Rural collectivization, carried out in three stages between 1945 and 1958, had profound implications for a society consisting mainly of farmers living in small hamlets scattered throughout the countryside. The new class of individual landholders--whose holdings could not exceed five chngbo in lowland areas, or twenty chngbo in mountainous ones--had little time to enjoy their status as independent proprietors because the state quickly initiated a process of collectivization. In the initial stage, "permanent mutual aid teams" were formed in which landholders managed their own land as private property but pooled labor, draft animals, and agricultural tools. This stage was followed by the stage of "semisocialist cooperatives," in which land, still privately held, was pooled. The cooperative purchased animals and tools out of a common fund, and the distribution of the harvest depended on the amount of land and labor contributed. The third and final stage involved the establishment of "complete socialist cooperatives" in which all land was turned over to collective ownership and management. Cooperative members were paid solely on the basis of labor contributed.
The 1959 edition of the North Korea Central Yearbook reported that approximately 80 percent of all farmers had joined socialist cooperatives by December 1956 and that by August 1958 all had joined. A land law passed in 1977 stipulated that all land held by cooperatives would be transferred gradually to state ownership or "ownership by the entire people."
The state encouraged the merging of cooperatives so that they would coincide with the ri, or ni (village). The number of cooperatives with between 101 and 200 households increased from 222 cooperatives in 1954 to 1,074 cooperatives in 1958. The number of cooperatives with between 201 and 300 households increased from twenty cooperatives in 1955 to 984 cooperatives in 1958.

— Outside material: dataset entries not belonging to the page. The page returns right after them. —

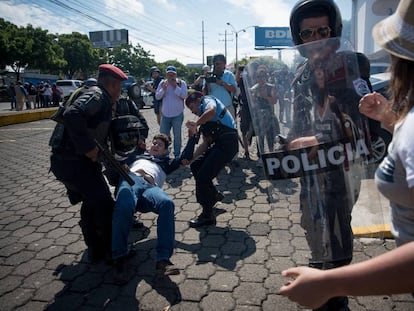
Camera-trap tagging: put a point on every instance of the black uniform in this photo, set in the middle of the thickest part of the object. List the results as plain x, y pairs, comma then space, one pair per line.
86, 119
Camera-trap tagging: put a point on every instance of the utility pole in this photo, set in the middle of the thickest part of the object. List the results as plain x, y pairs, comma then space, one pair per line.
202, 41
225, 42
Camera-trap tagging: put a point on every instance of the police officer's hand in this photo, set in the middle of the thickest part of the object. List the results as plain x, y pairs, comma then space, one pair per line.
185, 162
93, 154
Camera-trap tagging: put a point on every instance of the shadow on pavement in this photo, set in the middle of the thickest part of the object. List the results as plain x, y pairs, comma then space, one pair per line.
221, 246
87, 285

The merging process had important implications for kinship and family life: it broke down the isolation of the single hamlet by making the socialist cooperative the basic local unit and thus diluted p'a ties. The traditional kinship system and its strict rules of exogamy worked best in the isolation of hamlets. With the passing of the hamlets, the traditional kinship system and its strict rules of exogamy were seriously undermined.